Estar afiliado a un partido republicano, añade Ortiz, era susceptible de ser condenado por adhesión a la rebelión o como autor de un delito, aunque no hubiese participado en él. "Podían ser encarcelados o ejecutados, porque no tenían recursos para defenderse y los tribunales franquistas fueron una pantomima para llevar a cabo la represión", añade el director del proyecto Víctimas de la Dictadura en Castilla-La Mancha.
Andrés Iniesta López describe en El niño de la prisión (Siddharth Mehta) las últimas horas de los condenados. "Son momentos terribles y convulsivos, impregnados de olor a muerte hasta vomitar". El autor tenía diecisiete años cuando, tras ser denunciado por unos vecinos, lo encerraron en la cárcel del monasterio de Uclés, de donde su padre no salió vivo.
"Cuando en capilla eran unos cuantos parece que encontraban más fuerzas para afrontar lo peor. Eso ocurrió aquella noche, que los condenados pasaron entre voces, cánticos y estrofas de La Internacional, mientras el resto de los reclusos no pegaba ojo al pensar en la muerte inminente de sus compañeros". Era la madrugada del 29 de noviembre de 1940. Uno de los presos que conducen al patio es Zoilo Santiago Guijarro, quien figurará en la denuncia de la viuda de Vicente González de Mendoza Belinchón, acusado de arrestar al labrador. "A todos os deseo mejor suerte que la nuestra", grita Zoilo. "¡Viva la República!".
Junto a él son ejecutados León Ricote Medina, Román Loeches Loeches y Mamerto Fernández García. "Minutos después sus voces son acalladas para siempre", escribe Iniesta sobre sus colegas, cuyos nombres también aparecerán dos años después en la citada denuncia acompañados de la palabra fusilados.
"Somos como somos por lo que hemos pasado"
"No me extraña que la gente no quiera hablar", confiesa Rocío. "Y otra no sabe lo que pasó porque sus padres nunca le han contado nada. Yo sí lo sé porque me he movido. Y si nos hubiéramos movido todos no estaríamos donde estamos".
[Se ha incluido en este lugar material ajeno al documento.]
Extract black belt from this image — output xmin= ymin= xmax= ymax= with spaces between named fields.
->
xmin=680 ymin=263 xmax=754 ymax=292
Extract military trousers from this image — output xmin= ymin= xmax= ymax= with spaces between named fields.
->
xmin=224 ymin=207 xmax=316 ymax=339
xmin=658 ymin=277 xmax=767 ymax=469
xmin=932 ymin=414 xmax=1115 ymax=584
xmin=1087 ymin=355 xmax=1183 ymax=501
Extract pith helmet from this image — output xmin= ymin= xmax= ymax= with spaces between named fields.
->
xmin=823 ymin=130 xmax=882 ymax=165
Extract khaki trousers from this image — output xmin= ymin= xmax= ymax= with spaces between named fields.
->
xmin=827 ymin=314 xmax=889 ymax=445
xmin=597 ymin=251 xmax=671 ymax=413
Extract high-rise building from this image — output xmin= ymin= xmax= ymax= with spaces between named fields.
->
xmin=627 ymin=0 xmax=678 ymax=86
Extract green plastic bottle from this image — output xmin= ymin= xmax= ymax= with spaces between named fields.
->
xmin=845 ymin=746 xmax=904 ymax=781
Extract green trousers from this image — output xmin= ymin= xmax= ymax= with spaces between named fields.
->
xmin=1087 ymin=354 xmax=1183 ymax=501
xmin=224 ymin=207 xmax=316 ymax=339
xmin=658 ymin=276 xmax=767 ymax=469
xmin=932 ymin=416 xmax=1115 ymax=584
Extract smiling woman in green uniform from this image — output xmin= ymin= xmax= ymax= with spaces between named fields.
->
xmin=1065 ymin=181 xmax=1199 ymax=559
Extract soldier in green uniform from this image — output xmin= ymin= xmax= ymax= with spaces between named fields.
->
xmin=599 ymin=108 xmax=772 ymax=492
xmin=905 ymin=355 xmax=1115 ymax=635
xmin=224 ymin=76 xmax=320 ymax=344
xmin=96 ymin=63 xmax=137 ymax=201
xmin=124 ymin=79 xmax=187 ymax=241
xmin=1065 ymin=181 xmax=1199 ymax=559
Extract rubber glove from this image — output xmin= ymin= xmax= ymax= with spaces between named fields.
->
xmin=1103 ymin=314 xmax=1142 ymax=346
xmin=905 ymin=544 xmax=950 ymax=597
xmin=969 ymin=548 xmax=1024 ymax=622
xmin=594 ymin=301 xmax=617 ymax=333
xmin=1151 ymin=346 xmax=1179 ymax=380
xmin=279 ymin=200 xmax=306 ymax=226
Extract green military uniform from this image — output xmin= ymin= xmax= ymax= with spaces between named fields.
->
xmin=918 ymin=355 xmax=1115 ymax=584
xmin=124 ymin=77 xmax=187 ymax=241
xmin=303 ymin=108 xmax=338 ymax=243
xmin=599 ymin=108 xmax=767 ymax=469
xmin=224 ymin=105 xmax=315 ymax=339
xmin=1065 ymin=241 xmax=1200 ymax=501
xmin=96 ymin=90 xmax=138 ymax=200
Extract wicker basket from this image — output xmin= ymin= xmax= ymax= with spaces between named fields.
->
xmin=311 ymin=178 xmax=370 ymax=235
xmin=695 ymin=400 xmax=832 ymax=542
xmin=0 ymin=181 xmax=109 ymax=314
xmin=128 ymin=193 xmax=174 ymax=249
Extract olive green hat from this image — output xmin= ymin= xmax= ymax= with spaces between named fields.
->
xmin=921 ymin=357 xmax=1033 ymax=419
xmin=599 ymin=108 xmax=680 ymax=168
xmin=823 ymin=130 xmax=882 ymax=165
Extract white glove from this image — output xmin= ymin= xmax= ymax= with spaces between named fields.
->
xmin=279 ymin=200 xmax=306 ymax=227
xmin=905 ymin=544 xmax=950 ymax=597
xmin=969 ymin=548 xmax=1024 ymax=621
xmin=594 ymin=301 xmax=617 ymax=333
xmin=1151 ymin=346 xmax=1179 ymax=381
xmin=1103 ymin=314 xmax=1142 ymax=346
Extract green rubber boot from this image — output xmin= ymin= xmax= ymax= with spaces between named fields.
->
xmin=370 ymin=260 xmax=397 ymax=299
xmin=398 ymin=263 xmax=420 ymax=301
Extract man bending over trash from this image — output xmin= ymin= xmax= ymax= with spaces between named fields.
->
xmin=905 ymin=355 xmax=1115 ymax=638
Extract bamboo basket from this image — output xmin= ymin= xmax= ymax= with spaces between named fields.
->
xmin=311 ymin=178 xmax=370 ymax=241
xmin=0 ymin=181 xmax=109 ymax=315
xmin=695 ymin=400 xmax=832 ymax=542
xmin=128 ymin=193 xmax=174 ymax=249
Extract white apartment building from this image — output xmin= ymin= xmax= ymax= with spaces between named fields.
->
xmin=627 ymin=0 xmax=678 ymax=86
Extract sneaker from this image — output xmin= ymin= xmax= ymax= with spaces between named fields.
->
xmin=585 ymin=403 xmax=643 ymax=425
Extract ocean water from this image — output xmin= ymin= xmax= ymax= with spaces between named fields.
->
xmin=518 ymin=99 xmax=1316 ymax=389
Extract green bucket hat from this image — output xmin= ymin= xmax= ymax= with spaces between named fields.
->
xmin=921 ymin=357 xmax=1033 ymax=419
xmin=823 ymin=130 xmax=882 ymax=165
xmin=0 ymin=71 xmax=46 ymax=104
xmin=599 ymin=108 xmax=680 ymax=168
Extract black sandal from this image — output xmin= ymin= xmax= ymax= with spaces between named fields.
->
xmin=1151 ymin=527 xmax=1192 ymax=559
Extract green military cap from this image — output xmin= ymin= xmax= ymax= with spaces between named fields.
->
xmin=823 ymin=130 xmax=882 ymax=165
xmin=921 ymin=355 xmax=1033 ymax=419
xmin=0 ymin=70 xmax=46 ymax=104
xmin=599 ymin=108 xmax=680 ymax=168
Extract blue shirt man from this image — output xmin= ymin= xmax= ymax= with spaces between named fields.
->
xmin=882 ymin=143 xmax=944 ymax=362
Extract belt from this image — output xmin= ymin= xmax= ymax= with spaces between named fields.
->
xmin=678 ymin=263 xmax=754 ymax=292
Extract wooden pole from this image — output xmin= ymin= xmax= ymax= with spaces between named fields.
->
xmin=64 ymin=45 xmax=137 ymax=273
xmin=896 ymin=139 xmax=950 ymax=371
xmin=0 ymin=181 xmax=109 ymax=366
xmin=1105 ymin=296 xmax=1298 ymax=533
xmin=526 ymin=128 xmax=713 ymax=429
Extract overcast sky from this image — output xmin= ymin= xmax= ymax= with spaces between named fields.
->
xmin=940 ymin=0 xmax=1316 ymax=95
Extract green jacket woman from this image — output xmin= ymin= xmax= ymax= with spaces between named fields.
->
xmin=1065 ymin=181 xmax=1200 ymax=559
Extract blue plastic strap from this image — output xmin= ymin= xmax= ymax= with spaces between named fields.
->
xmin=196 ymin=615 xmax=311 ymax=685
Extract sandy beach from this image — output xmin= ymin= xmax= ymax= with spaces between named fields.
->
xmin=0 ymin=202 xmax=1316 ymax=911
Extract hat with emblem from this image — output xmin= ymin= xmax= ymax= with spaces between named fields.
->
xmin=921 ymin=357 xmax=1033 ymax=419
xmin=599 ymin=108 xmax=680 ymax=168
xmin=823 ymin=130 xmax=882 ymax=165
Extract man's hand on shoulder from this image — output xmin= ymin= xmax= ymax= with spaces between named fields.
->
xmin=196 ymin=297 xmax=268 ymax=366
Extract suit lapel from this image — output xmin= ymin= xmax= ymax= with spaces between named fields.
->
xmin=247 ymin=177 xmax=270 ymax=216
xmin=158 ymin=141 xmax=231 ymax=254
La hija de Valerio y de Teo conserva intacta su lucidez pese a adentrarse en los ochenta. También el espíritu de lucha.
"El que pudo se fue, el que se quedó lo mataron y muchos de los que permanecieron aquí han permanecido callados".
"La gente se avergüenza por haber estado en la cárcel, pero España ha sido así: cuarenta años de oscurantismo, represión y silencio".
"¡¿Cómo no va a haber miedo?! Si España salió de la cárcel echa un basilisco…".
"Somos como somos por lo que hemos pasado".
Rocío cree que se habla mucho de los presos, mas no tanto del sufrimiento de los críos. "Lo pasamos muy mal y vimos morir a niños en la cárcel. Eso trae consecuencias, por eso soy tan rebelde, porque el mundo me ha hecho así. Luego te internan a la fuerza en un colegio de monjas, te castran y no eres libre para pensar. Si hubiese tenido un padre, podría haber estudiado una carrera, pero la vida me arrastró de esta manera. Todo eso te va minando, porque a veces piensas en cómo podría haber sido tu vida".
A veces, alguna amiga le pregunta si no le desmoraliza seguir como estamos. Rocío lo tiene muy claro: "Yo he luchado para que el obrero fuese a la universidad, y fue. Para que la mujer que no quisiese tener un hijo no lo tuviese, y no lo tiene. Para que quien desease estar con una persona de su mismo sexo lo hiciese, y lo ha hecho".
"Bueno, lo he conseguido yo y muchas otras personas, por lo que debemos sentirnos orgullosas".